Turning now to FIG. 3b, speech recognition server 145 uses the loaded grammars to recognize the audio input signal, and converts the audio signal into corresponding text (step 323). Speech recognition server provides the text to transceiver 128 (step 325), which forwards the text to plug-in 129 (step 327). Logic 166 of plug-in 129 provides the text to web browser 127 (step 329), which fills the text into the form field (step 331) and updates the display of the web page (step 333). When the user is satisfied with the text in the form field, the user actuates input device 120, which requests that web browser 127 submit the form (step 335). Web browser 127 provides the form to transceiver 128 (step 337), which transmits the form to web server 155 (step 339). Web server 155 returns an appropriate result, if desired, such as an acknowledgement or the information requested, to transceiver 128 (step 341) which is routed within communication unit 105 to display 115 (step 343).
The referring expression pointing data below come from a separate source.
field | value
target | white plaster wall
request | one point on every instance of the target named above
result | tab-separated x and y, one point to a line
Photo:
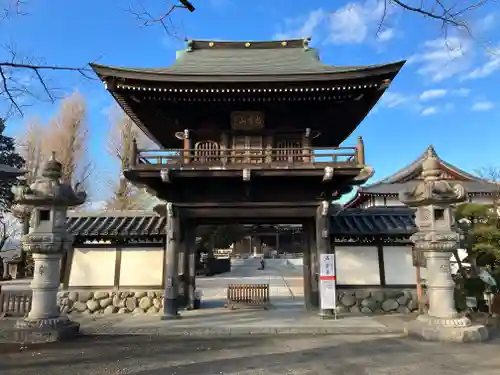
398	265
357	265
93	267
141	266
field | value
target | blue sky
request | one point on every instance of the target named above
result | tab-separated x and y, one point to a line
447	94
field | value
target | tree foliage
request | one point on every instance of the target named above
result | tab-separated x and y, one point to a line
480	222
122	133
10	157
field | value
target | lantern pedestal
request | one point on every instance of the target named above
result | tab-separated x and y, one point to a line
47	200
434	199
458	330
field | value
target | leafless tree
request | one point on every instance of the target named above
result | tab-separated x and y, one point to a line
448	13
68	136
163	18
122	133
24	78
29	145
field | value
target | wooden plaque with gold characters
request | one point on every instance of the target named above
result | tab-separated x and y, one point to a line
247	120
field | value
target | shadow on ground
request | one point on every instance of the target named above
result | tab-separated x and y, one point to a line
156	355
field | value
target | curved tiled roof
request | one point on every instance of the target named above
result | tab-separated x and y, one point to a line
404	179
246	61
144	224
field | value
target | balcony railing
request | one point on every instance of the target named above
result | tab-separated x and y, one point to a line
235	157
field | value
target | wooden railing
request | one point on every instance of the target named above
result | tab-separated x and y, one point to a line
15	303
248	295
270	156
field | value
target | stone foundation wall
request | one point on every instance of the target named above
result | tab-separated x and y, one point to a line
366	301
377	301
110	302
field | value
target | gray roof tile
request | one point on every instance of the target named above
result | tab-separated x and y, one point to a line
353	222
261	59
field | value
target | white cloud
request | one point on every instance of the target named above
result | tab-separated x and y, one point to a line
433	94
393	99
302	27
385	35
429	111
486	23
483	106
461	92
443	58
353	23
491	66
218	4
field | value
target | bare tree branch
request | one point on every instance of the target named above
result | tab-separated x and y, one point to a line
451	13
123	132
146	18
12	91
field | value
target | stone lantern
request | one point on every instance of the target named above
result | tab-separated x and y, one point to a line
47	200
434	198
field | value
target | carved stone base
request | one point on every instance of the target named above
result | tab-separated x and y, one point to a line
458	330
44	330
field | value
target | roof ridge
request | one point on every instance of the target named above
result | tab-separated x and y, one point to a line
199	44
417	163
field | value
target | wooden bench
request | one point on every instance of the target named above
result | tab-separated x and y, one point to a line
15	303
248	295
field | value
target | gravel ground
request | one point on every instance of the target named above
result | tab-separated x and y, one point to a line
269	355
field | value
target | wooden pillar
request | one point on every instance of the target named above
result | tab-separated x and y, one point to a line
190	266
182	270
323	243
306	265
188	146
170	303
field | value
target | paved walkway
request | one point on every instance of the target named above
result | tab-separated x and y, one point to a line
251	355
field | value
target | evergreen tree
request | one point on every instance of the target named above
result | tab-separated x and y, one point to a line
8	156
483	233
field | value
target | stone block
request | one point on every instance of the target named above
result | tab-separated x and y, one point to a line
428	332
35	335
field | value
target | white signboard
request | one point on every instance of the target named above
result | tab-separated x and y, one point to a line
327	281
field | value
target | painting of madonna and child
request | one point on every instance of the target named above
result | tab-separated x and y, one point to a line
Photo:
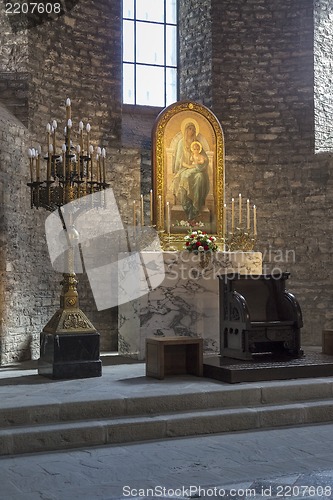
188	169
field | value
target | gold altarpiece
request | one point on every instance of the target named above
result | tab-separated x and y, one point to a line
188	172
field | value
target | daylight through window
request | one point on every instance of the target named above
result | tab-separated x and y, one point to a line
150	52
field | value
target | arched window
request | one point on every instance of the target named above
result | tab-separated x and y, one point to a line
150	52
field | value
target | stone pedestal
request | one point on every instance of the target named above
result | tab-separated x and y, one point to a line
70	355
184	304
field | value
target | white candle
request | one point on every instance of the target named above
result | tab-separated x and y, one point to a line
134	213
30	163
103	164
160	211
142	211
254	220
248	214
88	135
151	207
168	218
63	147
68	109
224	229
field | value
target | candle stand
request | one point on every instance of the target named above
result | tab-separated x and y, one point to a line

Although exemplary embodiments have been described in connection with documents retrieved from a web server, the present invention is equally applicable to documents retrieved from any type of server. The plug-in module of the present invention allows communication units that are not provided with voice-enabled web browsing to perform such web browsing, which is particularly advantageous due to the large number of communication units that are not provided with voice-enabled web browsing functionality. Moreover, because the plug-in does not actually convert the web pages into a voice enabled format, but instead modifies attributes of the web page and interacts with the browser and voice recognition server, the plug-in can be much smaller and simpler than a program that converts web pages into an X+V enabled format.